La défunte reine Elizabeth II, on l’a beaucoup dit, a su incarner aux yeux du monde un éternel britannique en mêlant avec constance et subtilité tradition et modernité.
La charge symbolique de la Banque d’Angleterre est évidemment moins forte, mais dans ses fonctions bien cadrées, la vieille dame de Threadneedle street a toujours su, elle aussi, associer ces deux qualités.
D’abord la tradition. Voire l’archaïsme. Fondée en 1694, une vingtaine d’années après la Riksbank de Suède, la Banque d’Angleterre a longtemps utilisé une antique monnaie d’échange, le bâton de taille partagé.
Le bâton de taille est la plus ancienne méthode de comptage de l’humanité. On a trouvé un vestige préhistorique en os de babouin vieux de 35 000 ans dans une grotte du Swaziland. C’est le plus ancien artefact mathématique du monde. L’os de Lebombo est gravé de 29 lignes, correspondant sans doute à un cycle lunaire.

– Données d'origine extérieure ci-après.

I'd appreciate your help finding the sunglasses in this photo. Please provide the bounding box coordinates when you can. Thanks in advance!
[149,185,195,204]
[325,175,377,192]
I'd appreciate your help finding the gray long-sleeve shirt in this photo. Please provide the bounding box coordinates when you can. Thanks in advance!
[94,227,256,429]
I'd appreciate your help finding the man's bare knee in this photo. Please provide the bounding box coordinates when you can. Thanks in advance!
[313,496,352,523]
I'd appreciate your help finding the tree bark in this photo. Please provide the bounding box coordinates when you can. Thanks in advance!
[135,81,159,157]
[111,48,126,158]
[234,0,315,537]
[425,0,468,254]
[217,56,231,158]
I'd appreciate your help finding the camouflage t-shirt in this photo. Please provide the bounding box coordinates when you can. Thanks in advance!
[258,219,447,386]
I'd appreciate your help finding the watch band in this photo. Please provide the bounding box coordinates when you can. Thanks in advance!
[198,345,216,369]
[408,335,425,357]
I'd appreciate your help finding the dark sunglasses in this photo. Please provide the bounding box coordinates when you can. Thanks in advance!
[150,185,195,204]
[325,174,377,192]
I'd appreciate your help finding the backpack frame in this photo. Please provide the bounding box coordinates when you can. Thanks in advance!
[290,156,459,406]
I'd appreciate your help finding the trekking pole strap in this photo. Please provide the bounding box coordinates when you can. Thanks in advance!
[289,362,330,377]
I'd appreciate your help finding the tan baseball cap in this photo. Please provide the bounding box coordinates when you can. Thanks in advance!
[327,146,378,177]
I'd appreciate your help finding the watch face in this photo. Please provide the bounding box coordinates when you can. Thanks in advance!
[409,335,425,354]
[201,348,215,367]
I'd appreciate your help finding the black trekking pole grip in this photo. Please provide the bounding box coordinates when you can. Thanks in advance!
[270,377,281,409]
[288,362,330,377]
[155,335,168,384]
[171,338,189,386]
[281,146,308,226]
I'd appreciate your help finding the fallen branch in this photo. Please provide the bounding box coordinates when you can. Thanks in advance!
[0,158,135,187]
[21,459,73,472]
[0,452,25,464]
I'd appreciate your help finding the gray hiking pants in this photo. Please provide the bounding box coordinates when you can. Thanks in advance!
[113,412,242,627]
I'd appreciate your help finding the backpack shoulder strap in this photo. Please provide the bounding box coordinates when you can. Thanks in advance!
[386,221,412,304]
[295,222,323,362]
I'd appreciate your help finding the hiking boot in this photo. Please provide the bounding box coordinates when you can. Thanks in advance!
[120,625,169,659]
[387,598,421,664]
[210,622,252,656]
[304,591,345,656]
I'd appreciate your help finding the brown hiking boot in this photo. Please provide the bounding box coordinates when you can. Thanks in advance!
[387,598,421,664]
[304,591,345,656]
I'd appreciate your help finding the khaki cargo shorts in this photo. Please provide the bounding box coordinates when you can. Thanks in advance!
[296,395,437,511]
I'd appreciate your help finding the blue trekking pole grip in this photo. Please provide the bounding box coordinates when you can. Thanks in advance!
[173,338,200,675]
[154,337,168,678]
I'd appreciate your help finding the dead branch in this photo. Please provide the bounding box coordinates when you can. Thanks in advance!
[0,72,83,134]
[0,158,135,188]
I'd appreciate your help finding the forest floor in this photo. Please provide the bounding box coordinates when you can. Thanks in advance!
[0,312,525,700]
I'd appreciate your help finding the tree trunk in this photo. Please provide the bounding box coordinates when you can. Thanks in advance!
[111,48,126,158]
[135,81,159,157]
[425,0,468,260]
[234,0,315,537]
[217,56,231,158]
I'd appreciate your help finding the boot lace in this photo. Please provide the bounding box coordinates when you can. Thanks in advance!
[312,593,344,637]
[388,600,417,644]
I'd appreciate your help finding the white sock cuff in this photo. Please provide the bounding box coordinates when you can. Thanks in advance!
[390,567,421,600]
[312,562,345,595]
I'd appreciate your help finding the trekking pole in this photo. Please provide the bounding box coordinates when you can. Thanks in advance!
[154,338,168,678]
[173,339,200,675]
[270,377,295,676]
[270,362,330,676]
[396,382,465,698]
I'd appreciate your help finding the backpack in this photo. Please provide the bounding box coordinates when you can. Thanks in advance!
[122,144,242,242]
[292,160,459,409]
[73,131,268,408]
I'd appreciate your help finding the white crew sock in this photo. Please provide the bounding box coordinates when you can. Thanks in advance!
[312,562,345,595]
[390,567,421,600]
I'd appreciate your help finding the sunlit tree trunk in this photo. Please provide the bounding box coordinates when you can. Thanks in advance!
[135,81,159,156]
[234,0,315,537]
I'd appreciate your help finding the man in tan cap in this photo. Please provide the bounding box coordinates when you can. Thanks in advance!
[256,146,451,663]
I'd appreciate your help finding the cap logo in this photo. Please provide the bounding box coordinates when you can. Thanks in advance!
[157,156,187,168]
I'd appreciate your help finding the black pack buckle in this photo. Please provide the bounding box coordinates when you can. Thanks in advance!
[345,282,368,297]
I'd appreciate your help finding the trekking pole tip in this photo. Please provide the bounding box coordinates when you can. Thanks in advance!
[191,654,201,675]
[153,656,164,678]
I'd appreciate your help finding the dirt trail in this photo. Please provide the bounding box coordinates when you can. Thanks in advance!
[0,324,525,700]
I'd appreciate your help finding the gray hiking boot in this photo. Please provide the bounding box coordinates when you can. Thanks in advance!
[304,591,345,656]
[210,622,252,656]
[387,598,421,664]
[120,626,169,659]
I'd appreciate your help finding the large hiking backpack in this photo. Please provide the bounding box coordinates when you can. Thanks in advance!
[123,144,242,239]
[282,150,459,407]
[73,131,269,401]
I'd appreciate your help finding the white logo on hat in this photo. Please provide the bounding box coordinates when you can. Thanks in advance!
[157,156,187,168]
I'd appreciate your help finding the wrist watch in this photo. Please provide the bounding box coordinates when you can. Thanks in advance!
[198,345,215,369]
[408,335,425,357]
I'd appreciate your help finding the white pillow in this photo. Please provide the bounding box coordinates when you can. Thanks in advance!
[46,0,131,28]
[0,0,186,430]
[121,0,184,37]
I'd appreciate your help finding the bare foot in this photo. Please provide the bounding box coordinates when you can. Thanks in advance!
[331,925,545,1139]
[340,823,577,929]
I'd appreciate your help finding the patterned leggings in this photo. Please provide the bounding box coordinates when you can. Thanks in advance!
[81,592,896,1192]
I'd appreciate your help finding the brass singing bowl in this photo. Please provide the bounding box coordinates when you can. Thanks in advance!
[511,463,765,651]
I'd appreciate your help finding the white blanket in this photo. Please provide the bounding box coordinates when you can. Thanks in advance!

Cette pratique utilisée pour le dénombrement a en revanche été abandonnée dès le 3ème millénaire av. JC quand les comptables mésopotamiens tracèrent des repères sur les premières tablettes cunéiformes en argile. Mais pas par les banquiers anglais, qui l’ont conservée durablement.
La Banque d’Angleterre utilisait des bâtons de comptage préfabriqués dont la valeur monétaire était définie par la distance séparant une encoche de la base. Avec comme repères : la largeur de la paume d’une main valait 1000 £, l’épaisseur d’un pouce 100£, et celle de l’auriculaire 20£.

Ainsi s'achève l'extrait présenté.